Frau Präsidentin,/ Herr Präsident, sehr geehrte Damen und Herren,

mit dem vorliegenden Gesetzesentwurf werden erforderliche Anpassungen des deutschen Steuerrechts an europarechtliche Vorgaben vorgenommen.

Zum einen ist der nationale Gesetzgeber aufgerufen, das Umsatzsteuergesetz an sekundäres Gemeinschaftsrecht anzupassen.

Zm anderen bedürfen vom Europäischen Gerichtshof in der jüngeren Vergangenheit getroffene Entscheidungen der Umsetzung in nationales Recht.

Zunächst werden mit dem Gesetzentwurf zwei wichtige steuerpolitische Maßnahmen aufgegriffen, die Gegenstand des zwischen CDU, CSU und FDP abgeschlossenen Koalitionsvertrages sind:

Dies betrifft zum einen die Einschränkung der Umsatzsteuerbefreiung auf Post-Universaldienstleistungen, mit denen eine flächendeckende Grundversorgung der Bevölkerung mit postalischen Dienstleistungen sichergestellt wird und zum anderen die steuerliche Förderung von Mitarbeiterkapitalbeteiligungen, die durch Entgeltumwandlung finanziert werden.

Die Liberalisierung auf dem Postmarkt macht eine Anpassung der geltenden Umsatzbesteuerung von Postdienstleistungen erforderlich. Dass eine derartige Anpassung nicht einfach ist, wird daran deutlich, dass wir uns in der letzten Legislaturperiode auf keine gemeinsame Lösung einigen konnten. Denjenigen, die daran denken alle Postdienstleistungen umsatzsteuerpflichtig zu machen ist entgegenzuhalten, dass die EU-Mitgliedstaaten auch nach dem Wegfall des Postmonopols für die Postdienstleistungen öffentlicher Posteinrichtungen, die dem Gemeinwohl dienen, eine Steuerbefreiung bei der Umsatzsteuer vorsehen müssen.
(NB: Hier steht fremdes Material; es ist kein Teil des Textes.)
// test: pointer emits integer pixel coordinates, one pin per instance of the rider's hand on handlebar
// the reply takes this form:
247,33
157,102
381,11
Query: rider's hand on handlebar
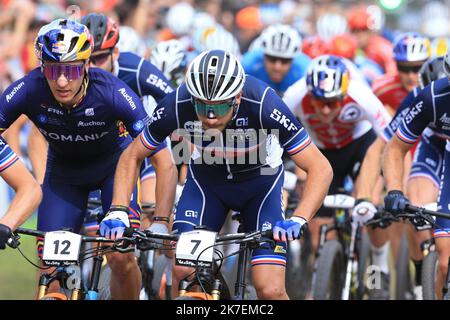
289,229
363,211
395,202
5,234
115,222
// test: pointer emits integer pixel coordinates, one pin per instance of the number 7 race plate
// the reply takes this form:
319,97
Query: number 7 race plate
61,248
196,248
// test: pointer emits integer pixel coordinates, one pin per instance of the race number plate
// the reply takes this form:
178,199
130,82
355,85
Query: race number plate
61,248
195,248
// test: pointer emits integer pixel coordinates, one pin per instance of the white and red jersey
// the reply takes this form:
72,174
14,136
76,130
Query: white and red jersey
361,111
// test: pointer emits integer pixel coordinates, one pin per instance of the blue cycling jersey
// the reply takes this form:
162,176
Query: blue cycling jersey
262,126
94,127
400,113
253,63
142,76
7,156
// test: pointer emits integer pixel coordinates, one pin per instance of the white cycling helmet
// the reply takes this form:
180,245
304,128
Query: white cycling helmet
281,41
170,57
447,64
179,18
331,24
131,41
217,37
215,75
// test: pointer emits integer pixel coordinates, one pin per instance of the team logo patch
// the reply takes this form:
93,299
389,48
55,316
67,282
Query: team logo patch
350,113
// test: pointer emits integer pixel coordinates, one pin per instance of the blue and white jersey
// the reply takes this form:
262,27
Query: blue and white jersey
255,138
428,109
7,156
400,113
142,76
253,63
101,123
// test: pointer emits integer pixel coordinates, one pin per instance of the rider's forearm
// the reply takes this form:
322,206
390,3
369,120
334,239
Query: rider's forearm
166,181
393,166
370,170
25,201
37,150
316,188
126,176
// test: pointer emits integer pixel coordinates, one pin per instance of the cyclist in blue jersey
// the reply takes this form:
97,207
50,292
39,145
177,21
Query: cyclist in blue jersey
428,109
239,127
277,59
27,196
88,118
424,177
146,80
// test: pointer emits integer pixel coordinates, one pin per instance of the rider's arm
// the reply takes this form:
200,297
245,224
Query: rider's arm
393,163
37,152
297,143
28,193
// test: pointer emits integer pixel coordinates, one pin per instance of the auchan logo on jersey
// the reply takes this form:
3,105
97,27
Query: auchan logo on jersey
128,98
414,111
73,137
10,95
282,119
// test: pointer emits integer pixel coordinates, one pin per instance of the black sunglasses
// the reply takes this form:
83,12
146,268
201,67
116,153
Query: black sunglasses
408,69
273,59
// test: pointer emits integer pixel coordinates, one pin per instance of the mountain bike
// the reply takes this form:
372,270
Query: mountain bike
62,255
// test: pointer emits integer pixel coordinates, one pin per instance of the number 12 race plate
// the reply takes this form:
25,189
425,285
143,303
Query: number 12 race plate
196,248
61,248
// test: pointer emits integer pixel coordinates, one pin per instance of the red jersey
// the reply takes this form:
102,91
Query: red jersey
389,90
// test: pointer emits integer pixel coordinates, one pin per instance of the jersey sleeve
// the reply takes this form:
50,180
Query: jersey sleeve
152,81
162,123
7,156
400,113
276,116
373,108
13,103
420,115
295,94
129,108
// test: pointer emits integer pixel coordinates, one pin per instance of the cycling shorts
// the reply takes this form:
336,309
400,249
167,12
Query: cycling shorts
208,196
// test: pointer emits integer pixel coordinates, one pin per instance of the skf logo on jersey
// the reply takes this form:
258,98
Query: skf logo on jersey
279,249
122,129
89,112
282,119
138,125
445,119
266,226
241,122
414,111
10,95
154,80
128,98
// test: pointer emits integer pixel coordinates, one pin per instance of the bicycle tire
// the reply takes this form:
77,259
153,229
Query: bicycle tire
403,276
363,263
159,269
429,269
329,273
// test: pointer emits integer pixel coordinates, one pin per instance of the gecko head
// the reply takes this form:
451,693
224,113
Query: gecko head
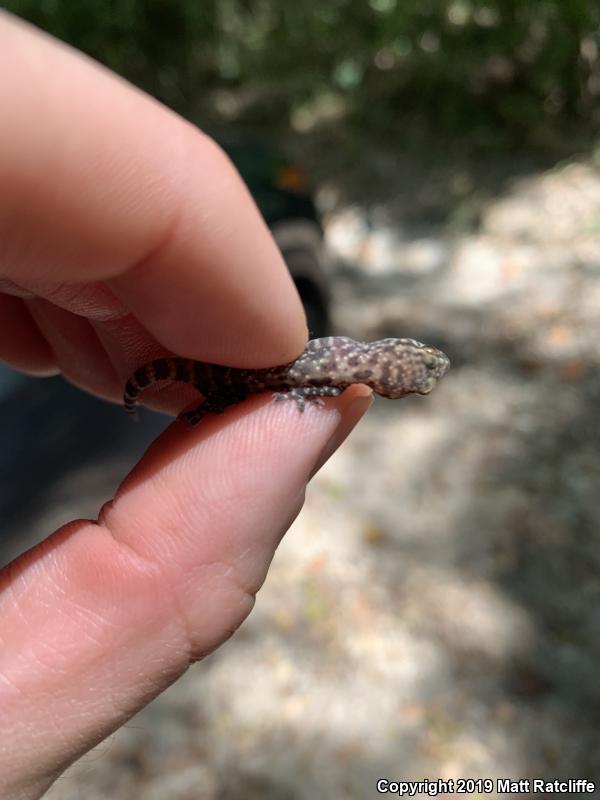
406,366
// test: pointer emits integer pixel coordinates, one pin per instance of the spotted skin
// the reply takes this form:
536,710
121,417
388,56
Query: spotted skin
392,368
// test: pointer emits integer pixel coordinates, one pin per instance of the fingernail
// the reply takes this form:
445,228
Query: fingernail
351,414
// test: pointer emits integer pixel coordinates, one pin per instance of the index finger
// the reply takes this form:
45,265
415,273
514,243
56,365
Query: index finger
102,183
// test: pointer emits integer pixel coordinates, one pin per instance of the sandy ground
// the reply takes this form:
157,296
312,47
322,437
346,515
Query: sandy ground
435,610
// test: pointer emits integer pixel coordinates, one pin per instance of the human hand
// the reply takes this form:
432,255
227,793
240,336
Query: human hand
124,234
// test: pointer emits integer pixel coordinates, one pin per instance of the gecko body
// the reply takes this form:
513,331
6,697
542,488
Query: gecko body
392,368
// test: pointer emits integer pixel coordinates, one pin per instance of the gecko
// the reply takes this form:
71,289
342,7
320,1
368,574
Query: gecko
392,368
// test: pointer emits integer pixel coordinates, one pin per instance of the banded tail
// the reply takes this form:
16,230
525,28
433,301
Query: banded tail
161,369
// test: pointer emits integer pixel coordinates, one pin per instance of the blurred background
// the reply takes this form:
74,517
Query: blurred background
429,169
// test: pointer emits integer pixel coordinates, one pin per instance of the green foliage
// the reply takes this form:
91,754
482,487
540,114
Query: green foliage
502,66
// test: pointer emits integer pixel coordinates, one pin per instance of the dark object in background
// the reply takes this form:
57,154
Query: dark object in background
281,191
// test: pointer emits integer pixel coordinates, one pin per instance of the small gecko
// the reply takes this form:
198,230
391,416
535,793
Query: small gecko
390,367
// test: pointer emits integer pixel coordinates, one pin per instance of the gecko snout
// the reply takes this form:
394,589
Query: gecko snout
437,365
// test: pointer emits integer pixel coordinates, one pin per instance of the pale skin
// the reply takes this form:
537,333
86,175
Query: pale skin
126,234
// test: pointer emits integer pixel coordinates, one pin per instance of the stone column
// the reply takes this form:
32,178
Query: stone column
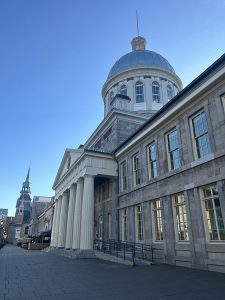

Die Mehrwertsteuer-Befreiung bleibt für flächendeckende Universaldienste in der Postbranche erhalten. Unter die Begünstigung fallen somit Leistungen, die eine Versorgung der Gesamtbevölkerung zuverlässig gewährleisten. Die Unternehmen müssen sich verpflichten, tatsächlich flächendeckend und bundesweit alle Post-Universaldienstleistungen oder einen Teilbereich in einer bestimmten Qualität und zu einem angemessenen Preis anzubieten. So kann auch sichergestellt werden, dass Postdienstleistungen weiterhin für die breite Bevölkerung, d. h. für jedermann, erschwinglich bleiben.

Mit einer solchen Regelung, die allen Unternehmern ermöglicht, Postdienstleistungen an Letztverbraucher bei Erfüllung bestimmter Kriterien steuerbefreit anbieten zu können, erreichen wir eine Gleichbehandlung gleicher Umsätze. Neue Wettbewerbsnachteile entstehen insoweit nicht, bisherige werden beseitigt.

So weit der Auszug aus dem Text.